The lives of thousands of patients are being put at risk, the Scottish Government has been warned, after figures revealed the number of Scots waiting more than 12 hours in A&E is 99 times higher than it was 14 years ago.
Just 784 people waited more than 12 hours in emergency departments in 2011 but by 2024 this number had surged to 76,346, according to an analysis by the Royal College of Emergency Medicine (RCEM) seen by the PA news agency.
More than three times as many people waited over 12 hours in Scotland’s A&E service last year alone than in the full decade up to 2020, the figures show.
The RCEM said one in every 18 patients who entered through the doors of an A&E in 2024 waited more than a dozen hours.
It said high waits were “unacceptable” and “dangerous” and told ministers that tackling them must be a priority.
The statistics, based on figures from Public Health Scotland, show wait times had begun to increase in 2016, when 1,005 people experienced waits over a dozen hours in A&E, before exploding during the Covid pandemic.
They also show that December was the second worst since records began in 2011 for patients experiencing four, eight, and 12-hour wait times.
The RCEM said the wait times could be due to the lack of in-patient beds and an inability to discharge people well enough to go home, called delayed discharge, which is often due to a lack of social care support.
In December 2024, there were 61,706 days spent in hospital by people who did not medically need to be there – a 6% increase compared to the same month in 2023.
Dr John-Paul Loughrey, the RCEM’s vice president for Scotland, said: “When you look at the data over the past 14 years the reality of the number of people now facing extremely long waits in this country is shockingly clear.
“The figure from 2011 shows just few hundred people waited 12 hours or longer. But astonishingly last year, this figure was well over 75,000.
“It is unacceptable, and it is dangerous – and many of those patients will be stuck on trolleys receiving so called ‘corridor care’ – because we just don’t have enough in-patient beds.
“And for those who keep saying Scotland’s performance is the best in the UK – that may well be true – but is being the ‘least worst’ is not something to be lauding?
“We cannot go on like this. Focusing on reducing elective waits is clearly important, but it cannot be the only area.
“Lives are being put at risk by these long waits and ending them must be a political priority.”

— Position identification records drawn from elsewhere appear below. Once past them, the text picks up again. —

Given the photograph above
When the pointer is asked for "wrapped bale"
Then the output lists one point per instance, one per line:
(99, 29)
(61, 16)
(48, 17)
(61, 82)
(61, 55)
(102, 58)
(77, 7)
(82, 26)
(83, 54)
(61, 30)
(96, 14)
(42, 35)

PHS’s own data found slightly higher numbers of A&E waits compared to the analysis by the RCEM, which used the data published by PHS at the time of release.
While the RCEM found 76,346 Scots waited more than a dozen hours in A&E in 2024, PHS’s data put this number at 77,563.
The public body said the discrepancy could be due to a recent change in definitions for A&E stats, which appears to have impacted statistics retroactively.
A spokesperson said: “PHS is speaking to RCEM about differences in numbers.”
They added: “Slight differences remain in RCEM archive figures compared to PHS figures for 2020 onwards, which we believe are likely to relate to changes to definitions used for our A&E statistics, to align with the revised four-hour standard.
“PHS has now received a copy of the RCEM archive numbers and will investigate further to confirm.
“The PHS publication states that changes to definitions have been backdated in our statistics, and we published a paper in advance outlining impacts on performance.”
The A&E figures follow a report last month that found there had been a “devastating collapse in care standards” in Scotland’s hospitals with patients “routinely coming to harm” and unable to access basic services.
The report by the union said “demoralised” staff across the nation’s hospitals have witnessed patients going into cardiac arrest while forced to lay in corridors due to a lack of beds.
First Minister John Swinney announced a plan last week to tackle pressures facing the NHS, including 150,000 additional appointments and procedures each year.
Health Secretary Neil Gray said: “Our A&E departments have continued to face significant pressure but this is not confined to Scotland.
“The Scottish Government is determined to drive improvements, reduce waiting lists and tackle delayed discharge, all of which will improve the flow of patients through hospital and ease pressures on A&E.
“I met with the RCEM earlier this week and took the opportunity to listen and provide updates on the action we are taking to support improvements and reduce delays for patients.
“If passed by Parliament, our Budget will provide an additional £200m to help backlogs, improve capacity and remove blockages that keep patients in hospital longer than necessary, ensuring we can deliver the best possible service for patients.”